3 mars 2021

Temps de lecture : 2 min

Pour IBM, 2020 est l’« annus horibilis » du cyberterrorisme

Dans la dernière édition de son rapport annuel sur la cybersécurité, IBM dénonce une explosion des attaques informatiques contre l’ensemble des acteurs industriels, notamment celles et ceux en première ligne contre la pandémie. Les ransonware pourraient bien finir par paralyser des industries tout entières.

Le 20 janvier dernier, nous vous faisions part d’une étude réalisée par la société de sécurité informatique Emsisoft qui révélait qu’une multitude de collectivités publiques, d’institutions gouvernementales, d’universités et d’entreprises du secteurs privé avaient été victimes de cyberattaques au cours de l’année 2020. Le rapport pointant du doigt une probable explosion des attaques informatiques à l’aide de ransomware, à savoir les logiciels à rançon-. Et bien il n’aura pas fallu longtemps pour qu’une autre étude vienne confirmer ces craintes. Pour IBM Security, la filiale du groupe dédié à la protection contre les attaques informatiques, l’année 2020 a été particulièrement rude pour les réseaux des industriels et plus particulièrement pour les secteurs déjà fortement impacté par la pandémie, tels que la santé, l’industrie manufacturière ou encore l’énergie. Le nombre de cyberattaques contre ces industries a en effet doublé par rapport à l’année dernière, selon le rapport  X-Force Threat, Intelligence Index 2021 publié par IBM la semaine dernière. Les réseaux industriels ont ainsi été les cibles de 23% du total des cyberattaques effectuées à l’aide d’un ransomware.

L’industrie manufacturière est particulièrement touchée : elle est devenue en 2020 la deuxième cible la plus privilégiée par les hackers, alors qu’elle n’était qu’à la huitième position de ce même classement l’année dernière. Ces cibles paraissent de plus en plus attractives pour les cyberattaquants qui y voient une garantie de toucher un acteur dont l’activité se retrouve complètement paralysée et qui est en mesure de payer une rançon importante dans de courts délais. Selon les chercheurs d’IBM, 59% des attaques par ransomware ne se contentent plus de chiffrer les données de leurs cibles, ce qui peut être paré par l’utilisation de sauvegardes régulières, mais les récupèrent aussi pour menacer de les rendre publiques.

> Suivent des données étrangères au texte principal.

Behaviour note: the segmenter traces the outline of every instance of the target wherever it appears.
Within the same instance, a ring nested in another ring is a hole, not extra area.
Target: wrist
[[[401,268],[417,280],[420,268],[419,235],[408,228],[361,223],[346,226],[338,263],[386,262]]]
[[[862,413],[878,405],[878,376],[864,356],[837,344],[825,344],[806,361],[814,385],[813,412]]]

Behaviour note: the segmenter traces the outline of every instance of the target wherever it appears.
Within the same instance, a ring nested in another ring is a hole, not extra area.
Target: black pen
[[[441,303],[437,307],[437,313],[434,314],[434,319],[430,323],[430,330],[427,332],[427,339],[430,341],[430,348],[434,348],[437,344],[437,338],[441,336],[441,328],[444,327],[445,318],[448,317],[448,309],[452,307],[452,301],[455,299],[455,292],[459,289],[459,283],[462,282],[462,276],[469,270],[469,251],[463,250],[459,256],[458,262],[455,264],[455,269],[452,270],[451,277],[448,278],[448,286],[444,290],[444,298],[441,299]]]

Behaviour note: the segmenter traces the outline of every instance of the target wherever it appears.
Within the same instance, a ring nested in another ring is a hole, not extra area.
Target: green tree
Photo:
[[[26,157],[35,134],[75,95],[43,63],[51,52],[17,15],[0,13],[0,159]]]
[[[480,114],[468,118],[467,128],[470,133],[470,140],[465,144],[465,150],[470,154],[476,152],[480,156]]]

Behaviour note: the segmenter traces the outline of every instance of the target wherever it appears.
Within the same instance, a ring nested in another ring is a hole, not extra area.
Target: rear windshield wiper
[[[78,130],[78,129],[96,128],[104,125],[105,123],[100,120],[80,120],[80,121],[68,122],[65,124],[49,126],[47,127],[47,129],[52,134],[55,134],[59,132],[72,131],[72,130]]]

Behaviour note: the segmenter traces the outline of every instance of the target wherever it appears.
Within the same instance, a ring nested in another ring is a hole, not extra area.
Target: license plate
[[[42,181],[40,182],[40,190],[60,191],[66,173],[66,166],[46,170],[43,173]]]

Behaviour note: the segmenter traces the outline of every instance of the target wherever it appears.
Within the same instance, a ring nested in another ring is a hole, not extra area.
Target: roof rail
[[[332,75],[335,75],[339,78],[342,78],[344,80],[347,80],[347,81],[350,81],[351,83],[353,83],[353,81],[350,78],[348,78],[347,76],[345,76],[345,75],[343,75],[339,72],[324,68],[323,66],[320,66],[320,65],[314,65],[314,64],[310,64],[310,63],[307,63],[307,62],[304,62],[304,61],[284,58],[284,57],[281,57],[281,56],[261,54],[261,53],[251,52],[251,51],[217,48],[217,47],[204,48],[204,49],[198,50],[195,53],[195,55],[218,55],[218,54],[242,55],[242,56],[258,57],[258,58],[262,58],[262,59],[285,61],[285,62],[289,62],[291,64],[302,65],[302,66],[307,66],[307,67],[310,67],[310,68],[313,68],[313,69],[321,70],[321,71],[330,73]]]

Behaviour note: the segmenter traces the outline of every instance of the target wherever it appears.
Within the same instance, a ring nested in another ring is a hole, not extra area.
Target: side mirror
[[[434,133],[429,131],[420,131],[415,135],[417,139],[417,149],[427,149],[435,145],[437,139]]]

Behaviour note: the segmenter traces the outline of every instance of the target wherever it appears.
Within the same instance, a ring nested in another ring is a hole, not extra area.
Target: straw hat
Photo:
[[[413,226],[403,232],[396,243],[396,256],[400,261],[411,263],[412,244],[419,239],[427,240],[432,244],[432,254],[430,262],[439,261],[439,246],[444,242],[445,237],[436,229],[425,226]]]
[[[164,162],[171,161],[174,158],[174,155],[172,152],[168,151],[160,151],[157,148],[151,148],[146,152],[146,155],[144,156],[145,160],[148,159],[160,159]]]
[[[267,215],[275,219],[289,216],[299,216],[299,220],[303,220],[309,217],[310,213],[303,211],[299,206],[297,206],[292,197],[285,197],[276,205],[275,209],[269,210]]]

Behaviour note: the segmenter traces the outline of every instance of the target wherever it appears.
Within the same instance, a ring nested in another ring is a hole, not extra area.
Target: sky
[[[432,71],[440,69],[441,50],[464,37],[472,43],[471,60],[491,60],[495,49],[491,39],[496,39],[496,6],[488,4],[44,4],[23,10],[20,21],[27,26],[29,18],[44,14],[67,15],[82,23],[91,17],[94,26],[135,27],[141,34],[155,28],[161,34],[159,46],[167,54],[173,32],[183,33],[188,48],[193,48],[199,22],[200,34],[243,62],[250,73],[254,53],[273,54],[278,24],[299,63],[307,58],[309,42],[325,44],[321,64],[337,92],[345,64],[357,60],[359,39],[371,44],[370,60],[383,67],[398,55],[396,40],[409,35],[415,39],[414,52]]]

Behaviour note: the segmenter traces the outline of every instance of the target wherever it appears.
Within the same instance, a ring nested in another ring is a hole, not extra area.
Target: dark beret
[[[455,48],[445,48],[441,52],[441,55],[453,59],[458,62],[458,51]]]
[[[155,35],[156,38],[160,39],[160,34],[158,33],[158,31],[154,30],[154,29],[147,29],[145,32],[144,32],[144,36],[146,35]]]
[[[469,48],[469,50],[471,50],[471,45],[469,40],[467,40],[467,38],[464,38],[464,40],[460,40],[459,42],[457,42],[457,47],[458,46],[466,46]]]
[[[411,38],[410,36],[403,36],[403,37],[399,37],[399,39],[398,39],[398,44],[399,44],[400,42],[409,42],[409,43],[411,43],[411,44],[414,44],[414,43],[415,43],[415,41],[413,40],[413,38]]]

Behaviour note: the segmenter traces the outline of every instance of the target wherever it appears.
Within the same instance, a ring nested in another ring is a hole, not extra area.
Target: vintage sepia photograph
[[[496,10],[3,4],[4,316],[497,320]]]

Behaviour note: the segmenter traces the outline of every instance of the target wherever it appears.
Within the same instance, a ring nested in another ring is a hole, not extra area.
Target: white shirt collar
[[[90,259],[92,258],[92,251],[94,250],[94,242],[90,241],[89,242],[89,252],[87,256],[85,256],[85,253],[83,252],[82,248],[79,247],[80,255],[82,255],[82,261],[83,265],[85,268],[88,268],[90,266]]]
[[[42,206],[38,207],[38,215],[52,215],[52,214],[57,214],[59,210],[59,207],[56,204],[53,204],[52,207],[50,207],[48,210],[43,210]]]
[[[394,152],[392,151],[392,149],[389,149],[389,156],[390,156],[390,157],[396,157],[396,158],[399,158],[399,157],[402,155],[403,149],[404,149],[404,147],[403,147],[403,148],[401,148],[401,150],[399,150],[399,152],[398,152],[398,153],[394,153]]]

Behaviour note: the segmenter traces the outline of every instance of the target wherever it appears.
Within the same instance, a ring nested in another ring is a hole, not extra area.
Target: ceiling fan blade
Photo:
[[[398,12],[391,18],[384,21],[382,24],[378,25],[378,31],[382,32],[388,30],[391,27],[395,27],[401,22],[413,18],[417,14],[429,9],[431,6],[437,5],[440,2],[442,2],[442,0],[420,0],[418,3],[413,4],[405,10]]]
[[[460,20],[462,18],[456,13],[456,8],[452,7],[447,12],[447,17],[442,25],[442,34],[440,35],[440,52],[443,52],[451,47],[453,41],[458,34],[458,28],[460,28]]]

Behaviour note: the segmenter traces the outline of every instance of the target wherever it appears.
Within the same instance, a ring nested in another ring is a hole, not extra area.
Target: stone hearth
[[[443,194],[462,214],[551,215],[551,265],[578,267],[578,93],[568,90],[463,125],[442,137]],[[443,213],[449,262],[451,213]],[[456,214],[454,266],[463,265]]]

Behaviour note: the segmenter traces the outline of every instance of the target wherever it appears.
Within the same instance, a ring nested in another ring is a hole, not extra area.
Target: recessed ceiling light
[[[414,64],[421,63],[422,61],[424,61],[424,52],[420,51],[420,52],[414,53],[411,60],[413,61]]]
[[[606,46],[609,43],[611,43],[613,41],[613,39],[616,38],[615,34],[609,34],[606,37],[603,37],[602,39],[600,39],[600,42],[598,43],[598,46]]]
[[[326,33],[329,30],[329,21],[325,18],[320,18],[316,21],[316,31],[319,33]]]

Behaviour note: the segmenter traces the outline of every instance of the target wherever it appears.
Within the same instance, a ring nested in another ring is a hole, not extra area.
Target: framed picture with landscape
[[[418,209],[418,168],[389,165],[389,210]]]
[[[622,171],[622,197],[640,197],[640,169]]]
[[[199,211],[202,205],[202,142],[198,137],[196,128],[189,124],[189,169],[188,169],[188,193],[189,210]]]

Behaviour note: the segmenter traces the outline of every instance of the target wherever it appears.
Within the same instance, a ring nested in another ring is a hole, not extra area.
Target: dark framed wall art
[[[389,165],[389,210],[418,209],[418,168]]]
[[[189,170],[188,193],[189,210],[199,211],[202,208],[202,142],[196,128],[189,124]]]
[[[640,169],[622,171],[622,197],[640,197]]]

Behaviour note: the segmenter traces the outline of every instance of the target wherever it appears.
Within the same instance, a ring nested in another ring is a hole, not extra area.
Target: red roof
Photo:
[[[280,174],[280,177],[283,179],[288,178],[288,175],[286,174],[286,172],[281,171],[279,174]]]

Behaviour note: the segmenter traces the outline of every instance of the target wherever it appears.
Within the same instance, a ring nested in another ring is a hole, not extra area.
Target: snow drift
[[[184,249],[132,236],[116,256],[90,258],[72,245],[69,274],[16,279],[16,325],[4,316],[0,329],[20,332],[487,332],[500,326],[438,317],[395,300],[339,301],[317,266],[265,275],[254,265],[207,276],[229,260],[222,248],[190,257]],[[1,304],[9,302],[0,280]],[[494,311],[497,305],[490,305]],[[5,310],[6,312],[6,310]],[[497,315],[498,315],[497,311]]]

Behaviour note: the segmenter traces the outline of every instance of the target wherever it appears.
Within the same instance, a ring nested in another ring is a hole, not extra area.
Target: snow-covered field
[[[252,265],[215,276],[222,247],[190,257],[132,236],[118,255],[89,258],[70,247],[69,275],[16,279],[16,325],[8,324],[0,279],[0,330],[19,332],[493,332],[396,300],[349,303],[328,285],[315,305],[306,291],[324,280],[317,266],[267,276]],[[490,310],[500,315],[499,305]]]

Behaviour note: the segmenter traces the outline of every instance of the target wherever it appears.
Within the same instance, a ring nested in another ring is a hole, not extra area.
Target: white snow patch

Les cyberattaquants ont profité des vulnérabilités des SCISystèmes de Contrôle Industrie-, très utilisés dans l’industrie manufacturière et l’énergie. L’équipe de recherche d’IBM a recensé 468 nouvelles failles dans ces systèmes l’année dernière alors qu’elle n’en avait dénombré que 315 en 2019. « Les vulnérabilités du SCI sont préoccupantes car elles augmentent les risques pour des systèmes de contrôle industriel et peuvent entrainer des réactions en chaine destructrices », résume les chercheurs d’IBM dans leur rapport.

Un front européen plus ciblé

L’équipe d’IBM a aussi relevé un nombre important d’attaques de spear phishing -attaques d’hameçonnage par email mais particulièrement soignées pour cibler un destinataire en particulier- contre des industriels et des ONG impliqués dans la chaîne d’approvisionnement des vaccins contre le COVID19. Par ailleurs, 2020 a également vu une augmentation notable des familles de malware ciblant GNU/Linux. 56 nouvelles familles de virus visant ce système d’exploitation seraient apparues pendant l’année, chiffre jamais approché depuis 2010. Les auteurs du rapport supposent que la transition vers le cloud de beaucoup d’entreprises, secteur où GNU/Linux est très utilisé, aurait particulièrement attiré les cyberattaquants vers l’OS libre cette année. Selon l’équipe d’IBM Security, l’Europe a été spécialement visée par les cyberattaquants l’année dernière. Elle fait même figure de première zone géographique attaquée selon ce rapport en concentrant 31% des cyberattaques dans le monde devant l’Amérique du Nord -27%- et la zone Asie-Pacifique qui réunit, elle, 25% des cibles attaquées. En 2019, l’Europe ne concentrait pourtant que 21% des attaques mondiales.